Al respecto a comienzos de este año informamos además que varias líderes africanas -la nigeriana Obianuju Ekeocha, fundadora de Culture of Life Africa entre otras-, denunciaron el “acoso ideológico” y “neocolonialista” de diversos países que con el respaldo de la ONU chantajean a los países pobres exigiendo leyes de aborto a cambio de ayudas.

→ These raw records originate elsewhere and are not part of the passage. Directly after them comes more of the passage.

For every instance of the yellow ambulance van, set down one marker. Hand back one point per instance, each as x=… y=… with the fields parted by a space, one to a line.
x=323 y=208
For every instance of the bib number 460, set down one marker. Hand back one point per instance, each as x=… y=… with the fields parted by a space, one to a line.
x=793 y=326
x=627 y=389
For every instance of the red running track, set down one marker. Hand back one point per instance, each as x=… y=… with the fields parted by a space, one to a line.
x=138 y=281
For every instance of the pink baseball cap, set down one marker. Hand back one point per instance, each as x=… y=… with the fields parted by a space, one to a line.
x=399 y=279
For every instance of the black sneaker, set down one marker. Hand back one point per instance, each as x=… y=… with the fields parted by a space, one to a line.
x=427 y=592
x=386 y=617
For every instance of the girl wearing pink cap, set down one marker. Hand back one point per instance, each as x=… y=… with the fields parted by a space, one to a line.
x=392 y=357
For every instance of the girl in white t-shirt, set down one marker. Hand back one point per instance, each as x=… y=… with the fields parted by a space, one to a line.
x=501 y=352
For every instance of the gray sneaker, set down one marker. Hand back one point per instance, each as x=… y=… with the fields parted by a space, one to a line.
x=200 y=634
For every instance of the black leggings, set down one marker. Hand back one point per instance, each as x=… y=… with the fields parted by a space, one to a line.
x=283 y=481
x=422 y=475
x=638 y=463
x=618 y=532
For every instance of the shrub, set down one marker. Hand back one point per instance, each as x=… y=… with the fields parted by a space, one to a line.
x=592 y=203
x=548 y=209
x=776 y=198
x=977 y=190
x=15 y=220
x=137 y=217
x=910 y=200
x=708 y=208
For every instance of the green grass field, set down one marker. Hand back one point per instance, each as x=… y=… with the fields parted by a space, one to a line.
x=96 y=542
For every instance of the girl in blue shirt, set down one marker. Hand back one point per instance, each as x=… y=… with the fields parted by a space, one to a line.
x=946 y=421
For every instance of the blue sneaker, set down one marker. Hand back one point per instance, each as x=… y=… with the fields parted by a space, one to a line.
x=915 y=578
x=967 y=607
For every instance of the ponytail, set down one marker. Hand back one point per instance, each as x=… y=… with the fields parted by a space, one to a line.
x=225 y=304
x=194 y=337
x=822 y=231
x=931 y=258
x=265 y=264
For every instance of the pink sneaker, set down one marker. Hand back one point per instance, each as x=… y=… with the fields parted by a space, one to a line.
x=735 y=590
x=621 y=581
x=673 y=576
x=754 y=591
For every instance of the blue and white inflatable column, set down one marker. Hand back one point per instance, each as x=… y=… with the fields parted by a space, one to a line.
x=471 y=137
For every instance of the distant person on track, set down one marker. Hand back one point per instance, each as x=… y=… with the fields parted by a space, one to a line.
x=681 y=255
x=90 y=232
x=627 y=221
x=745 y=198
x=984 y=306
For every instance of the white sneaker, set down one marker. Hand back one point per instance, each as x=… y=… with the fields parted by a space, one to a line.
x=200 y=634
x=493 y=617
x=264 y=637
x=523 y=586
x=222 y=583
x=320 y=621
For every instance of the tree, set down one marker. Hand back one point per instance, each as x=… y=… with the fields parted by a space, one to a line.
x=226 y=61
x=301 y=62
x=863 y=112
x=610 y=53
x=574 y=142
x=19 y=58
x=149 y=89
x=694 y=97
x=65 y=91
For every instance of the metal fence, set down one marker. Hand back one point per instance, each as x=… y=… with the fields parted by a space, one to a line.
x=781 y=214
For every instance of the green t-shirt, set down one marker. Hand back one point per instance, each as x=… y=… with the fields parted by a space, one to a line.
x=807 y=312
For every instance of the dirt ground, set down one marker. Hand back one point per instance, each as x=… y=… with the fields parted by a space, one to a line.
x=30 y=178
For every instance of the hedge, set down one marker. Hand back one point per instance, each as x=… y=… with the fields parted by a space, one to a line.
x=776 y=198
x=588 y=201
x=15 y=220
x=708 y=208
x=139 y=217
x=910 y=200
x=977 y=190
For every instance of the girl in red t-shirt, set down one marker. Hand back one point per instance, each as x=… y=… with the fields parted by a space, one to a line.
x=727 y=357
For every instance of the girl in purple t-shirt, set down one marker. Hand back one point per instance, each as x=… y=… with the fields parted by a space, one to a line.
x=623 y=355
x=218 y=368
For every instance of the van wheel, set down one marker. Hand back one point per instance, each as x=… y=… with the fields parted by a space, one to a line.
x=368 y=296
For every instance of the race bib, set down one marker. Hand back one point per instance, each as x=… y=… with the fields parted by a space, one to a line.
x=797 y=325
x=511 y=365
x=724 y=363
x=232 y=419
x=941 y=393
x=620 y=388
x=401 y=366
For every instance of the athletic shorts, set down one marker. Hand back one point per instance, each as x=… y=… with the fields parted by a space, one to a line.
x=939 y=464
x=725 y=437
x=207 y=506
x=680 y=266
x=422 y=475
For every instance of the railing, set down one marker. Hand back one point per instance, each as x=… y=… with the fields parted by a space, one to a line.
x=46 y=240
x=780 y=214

Mientras todo esto ocurre, en las calles de distintas ciudades del mundo hay pequeños grupos de mujeres y hombres, de distintas edades y procedencias, que enarbolan la bandera de la resistencia, defienden la vida, frente a estos signos de muerte. En España se les conoce como los “Rescatadores” y Marta Velarde, una de estas activistas, de la Asociación +Futuro, nos envió hoy un breve relato que deja en evidencia el drama y la belleza que involucra la defensa de la vida:

“Hace dos meses bautizamos a su niña, ahora tiene 6 meses y síndrome de Down. Su padre les abandonó cuando ella se quedó embarazada de su niña. Su madre estuvo muy presionada para que abortara, médicos, enfermeras, trabajadora social…, todos. Se pasaba el día llorando. La echaron del trabajo al estar embarazada. No tenía nada. La conocimos casi “in extremis”, iba a abortar a su niña. Nos escuchó. Nos movilizamos todos para ayudarla. Ya han pasado 9 meses. Ahora tiene trabajo, su hija mayor ha aprobado todo, y estamos buscándola otro sitio donde vivir. Habla poco, trabaja mucho y es un ejemplo para todos los voluntarios de Futuro. Ayer la madre y su hija mayor se confesaron, el párroco de la Inmaculada de Alcorcón tenía mucha cola, no paraba de sonreír incluso cuando los bebes daban tanta lata. En la cena en una terraza de verano, se les veía tan felices que el camarero les invito a postre. Una vida por delante, que al mirar atrás ella, su madre, puede estar orgullosa”.